En réponse au texte de Frankie Bernèche sur la violence envers les femmes, « De la nécessité d’aborder l’enjeu d’un point de vue psychologique »*, publié le 14 août

Quoique certains éléments du texte publié par La Presse le 14 août apparaissent logiques et réconfortants, le raisonnement sous-jacent m’apparaît une pente glissante pour pouvoir aborder la problématique des violences faites aux femmes.

Aborder la question de la violence conjugale d’un point de vue sociétal est primordial et nécessaire. Non seulement cela permet de s’y intéresser, de faire de la recherche sur les facteurs de risque et, évidemment le plus important, d'agir.

Parce que je n’en peux plus de lire sur l'énième féminicide et parce que j’aimerais que nos décideurs soient tout aussi écœurés.

Sous-entendre qu’une telle analyse, sociétale, vient ébranler les relations hommes-femmes saines est pervers. La masculinité nécessaire en 2021 ne peut pas s’offusquer d’une telle discussion, sinon c’est qu’elle se sent menacée, et pourquoi ?

Faire une analyse sociétale de la violence faite aux femmes n’implique pas de rendre un verdict de chaque couple et chaque homme, mais plutôt de se donner les moyens de sauver des femmes.
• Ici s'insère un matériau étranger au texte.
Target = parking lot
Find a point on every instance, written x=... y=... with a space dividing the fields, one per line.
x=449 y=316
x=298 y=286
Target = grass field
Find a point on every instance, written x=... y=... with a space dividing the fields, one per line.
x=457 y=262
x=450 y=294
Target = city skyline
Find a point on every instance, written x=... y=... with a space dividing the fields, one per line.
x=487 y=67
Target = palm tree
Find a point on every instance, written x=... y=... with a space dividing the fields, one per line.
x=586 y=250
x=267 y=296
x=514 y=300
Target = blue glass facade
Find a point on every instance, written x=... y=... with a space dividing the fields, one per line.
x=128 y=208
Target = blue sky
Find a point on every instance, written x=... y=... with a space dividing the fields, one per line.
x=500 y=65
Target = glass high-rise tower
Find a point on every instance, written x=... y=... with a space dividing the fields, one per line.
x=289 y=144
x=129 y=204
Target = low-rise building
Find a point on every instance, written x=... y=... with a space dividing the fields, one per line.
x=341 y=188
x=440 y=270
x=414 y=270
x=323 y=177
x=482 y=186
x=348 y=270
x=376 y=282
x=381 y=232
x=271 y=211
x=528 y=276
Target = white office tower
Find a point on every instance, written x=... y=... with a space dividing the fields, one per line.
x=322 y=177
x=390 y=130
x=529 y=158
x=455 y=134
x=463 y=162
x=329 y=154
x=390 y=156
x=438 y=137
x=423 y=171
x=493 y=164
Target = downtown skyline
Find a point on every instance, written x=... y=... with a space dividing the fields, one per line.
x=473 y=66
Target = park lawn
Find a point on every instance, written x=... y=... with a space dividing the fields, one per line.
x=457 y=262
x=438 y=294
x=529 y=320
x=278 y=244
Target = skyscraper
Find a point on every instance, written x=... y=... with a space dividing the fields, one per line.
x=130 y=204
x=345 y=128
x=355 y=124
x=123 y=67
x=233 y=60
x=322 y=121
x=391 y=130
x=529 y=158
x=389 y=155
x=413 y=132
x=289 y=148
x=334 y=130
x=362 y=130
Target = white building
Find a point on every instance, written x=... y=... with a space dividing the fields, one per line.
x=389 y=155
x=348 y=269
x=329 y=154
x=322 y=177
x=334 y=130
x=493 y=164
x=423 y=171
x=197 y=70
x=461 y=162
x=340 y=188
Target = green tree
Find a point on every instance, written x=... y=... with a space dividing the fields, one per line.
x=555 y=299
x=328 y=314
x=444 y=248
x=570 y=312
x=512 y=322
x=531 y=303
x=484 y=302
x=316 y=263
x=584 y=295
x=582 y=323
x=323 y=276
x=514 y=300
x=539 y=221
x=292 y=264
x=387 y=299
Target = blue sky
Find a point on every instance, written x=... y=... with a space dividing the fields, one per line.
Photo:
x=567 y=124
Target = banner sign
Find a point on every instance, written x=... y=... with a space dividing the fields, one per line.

L’Office des Nations unies contre les drogues et le crime a publié un rapport très complet sur les féminicides en 2018 (Global Study on Homicide : Gender-related killing of women and girls). On peut y lire que malgré le fait que les féminicides soient malheureusement répandus dans tous les pays et toutes les strates de la société, il y a certains facteurs prédisposants qui entrent en ligne de compte.

Par exemple, les hommes qui ont une vue plus conservatrice des rôles de genre et de la masculinité, comme de penser que les hommes ont besoin de davantage de sexe que les femmes ou que les hommes devraient dominer les femmes, particulièrement sexuellement, sont plus à risque d’utiliser la violence envers leur partenaire. L’organisme WHO rapporte également que les hommes ayant une éducation limitée, une histoire de maltraitance à l’enfance, une exposition à de la violence conjugale envers leur mère, un usage dangereux de l’alcool, des normes de genre inéquitables, une attitude qui normalise l’usage de la violence et un sentiment de possession de la femme sont plus à risque de perpétrer des violences envers les femmes.

Bref, résumer que les hommes qui commettent ces violences, ces homicides, le font car ils sont tous psychologiquement anormaux et troublés par une enfance difficile est un peu simpliste.

La volonté de contrôle de ces hommes et leur vision inégale des genres sont majeures. Nier le rôle sociétal que nous pouvons avoir sur cela est une erreur.

Nous devons faire davantage pour prévenir. Mieux éduquer nos jeunes sur l’équité des genres. En faire plus pour avoir une offre de divertissement radiophonique, télévisé et numérique qui n’envoie pas le message absolument inverse. Être une société réellement équitable. Le Canada est actuellement 19e dans le monde selon le rapport Global Gender Gap Index de 2020, nous avons reculé de 3 positions par rapport à 2018. Une femme gagne actuellement 0,89 $ pour chaque dollar gagné par un homme, selon Statistique Canada, ce qui nous classe en 49e position (Wage equality for similar work). On est bien au Canada, on en convient, mais on peut faire mieux.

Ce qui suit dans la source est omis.